Can undergraduate courses offset the lack of student´s background and cultural capital?
DOI:
https://doi.org/10.1590/s1678-4634201945185453Keywords:
Higher education, Lower-class students, Cultural capital, Background, PerformanceAbstract
In recent times, due to the massification of the systems and the expansion of the access of students from disadvantaged family, socioeconomic and cultural contexts, the improvement of quality and equity has become an important challenge for higher education policies. Especially in developing countries, with a late process to universalize basic schooling and great social inequality, cultural capital and background can undermine the learning and development of these young people at college level. In this context, Brazil created one of the largest databases in the world containing relevant socioeconomic information about students and their performance in large-scale exams.
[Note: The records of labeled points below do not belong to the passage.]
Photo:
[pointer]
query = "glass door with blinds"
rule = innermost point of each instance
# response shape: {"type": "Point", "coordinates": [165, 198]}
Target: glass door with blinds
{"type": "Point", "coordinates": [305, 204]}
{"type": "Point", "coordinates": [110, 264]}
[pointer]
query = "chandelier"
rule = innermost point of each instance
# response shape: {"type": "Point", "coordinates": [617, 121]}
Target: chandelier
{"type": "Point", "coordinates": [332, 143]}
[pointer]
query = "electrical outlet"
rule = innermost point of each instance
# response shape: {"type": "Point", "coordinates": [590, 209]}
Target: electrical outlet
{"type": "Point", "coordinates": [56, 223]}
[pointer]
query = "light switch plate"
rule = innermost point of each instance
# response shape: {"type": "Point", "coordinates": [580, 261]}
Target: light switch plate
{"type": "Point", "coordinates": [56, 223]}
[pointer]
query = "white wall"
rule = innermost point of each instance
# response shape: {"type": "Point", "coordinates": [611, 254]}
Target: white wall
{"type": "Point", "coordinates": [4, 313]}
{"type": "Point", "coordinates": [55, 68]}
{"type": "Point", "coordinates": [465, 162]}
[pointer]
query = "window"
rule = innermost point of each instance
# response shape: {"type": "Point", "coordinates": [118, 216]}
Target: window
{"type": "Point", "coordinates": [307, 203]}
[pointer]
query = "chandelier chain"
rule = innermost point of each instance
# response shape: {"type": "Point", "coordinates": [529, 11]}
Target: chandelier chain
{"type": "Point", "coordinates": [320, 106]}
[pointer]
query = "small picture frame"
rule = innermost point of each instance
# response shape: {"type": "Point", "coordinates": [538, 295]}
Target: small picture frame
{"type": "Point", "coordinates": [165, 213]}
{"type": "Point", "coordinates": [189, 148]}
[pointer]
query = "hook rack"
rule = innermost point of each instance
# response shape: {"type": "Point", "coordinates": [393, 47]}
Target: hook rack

Thus, in order to evaluate the possibilities of increasing equity in higher education and having the international literature on school effectiveness as our theoretical framework, we performed the crosschecking of empirical data between students’ performances and perceptions on quality attributes of undergraduate courses. Our findings in the Enade´s Specific Evaluation Component, in a sample of Business and Law courses predominantly attended by students from lower classes, allow us to argue in favor of the possibility of undergraduate courses to counterbalance, to some extent, discrepancies in cultural capital and background of these undergraduates.